Kaspersky: North Korean state-sponsored hackers behind the Maui ransomware attacks

• The attacks involved modifications of the well-known malware, DTrack, as well as the use of the brand-new Maui ransomware.
• Kaspersky’s assessment shows that the actor is opportunistic and may compromise any company around the world regardless of their category of business.
• Throughout this year, the group continued expanding its malware arsenal and the geography of its attacks.

In July this year, the US Federal Bureau of Investigation (FBI), Cybersecurity and Infrastructure Security Agency (CISA) and the Department of the Treasury (Treasury) issued a warning to healthcare organizations around the country on the possibility of being under threat of attacks from North Korean state-sponsored actors. At that time, the hacking group Andariel had been employing a never-before-seen Maui ransomware against US healthcare organizations since April 2021.

A recent finding by Kaspersky revealed that Andariel, an advanced persistent threat (APT) subgroup of Lazarus that has been in operation for over a decade, has continued expanding its malware arsenal and the geography of its attacks throughout this year. That means the attacks were not specifically targeting US healthcare organizations alone, as reported by CISA in July 2022.

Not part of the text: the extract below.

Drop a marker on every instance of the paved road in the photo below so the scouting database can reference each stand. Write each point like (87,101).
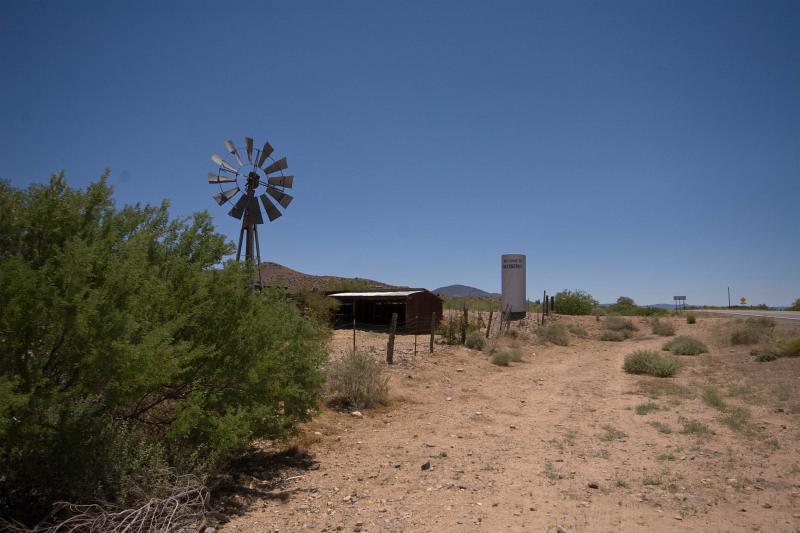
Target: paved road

In fact, Kaspersky found that they targeted high-profile organizations even in Japan, India, Vietnam and Russia. Kaspersky’s security expert Kurt Baumgartner also noted that they have been tracking the Andariel APT group for years, and noticed that their attacks are “constantly evolving.” He also emphasized that the group has started deploying ransomware on a global scale, demonstrating ongoing financial motivations and interest, and that requires special attention. 

Kaspersky researchers have assessed that the actor is opportunistic and may compromise any company around the world, regardless of their category of business, instead focusing on their good financial standing.

The birth of Maui ransomware using Andariel tools

The Andariel group’s primary tool is the long-established malware, DTrack, according to the Kaspersky Threat Attribution Engine, and it was created by the Lazarus Group. It collects information about a victim and sends it to a remote host. Among other things, DTrack collects browser history and saves it to a separate file. The variant used in Andariel attacks is able not only to send the harvested information to the cybercriminals’ server via HTTP, but to store it on a remote host in the victim’s network.

When the attackers find noteworthy data, Maui ransomware comes into play. It’s generally detected on attacked hosts 10 hours after DTrack malware activation. A separate report by Stairwell concluded that the ransomware is controlled manually by the operators — that is, they specify which data to encrypt. Stairwell indicated that it has some unique characteristics that set it apart from other ransomware-as-a-service (RaaS) threats currently in play. 

“That includes the lack of a ransom note to provide recovery instructions or automated means of transmitting encryption keys to attackers,” Stairwell’s principal reverse engineer Silas Cutler wrote in the report. Another characteristic of Maui that diverges from other ransomware is that it appears to be designed for manual execution by a threat actor, allowing its operators to “specify which files to encrypt when executing it and then exfiltrate the resulting runtime artifacts,” Cutler wrote.

Andariel’s have had several other significant trysts with ransomware as a means to reap monetary gains for the sanctions-hit nation. In June 2021, a South Korean entity was revealed to have been infected by file-encrypting malware following an elaborate multi-stage infection procedure that commenced with a weaponized Word document. Last month, Microsoft disclosed that an emerging threat cluster associated with Andariel has been using a ransomware strain known as H0lyGh0st in cyberattacks targeting small businesses since September 2021.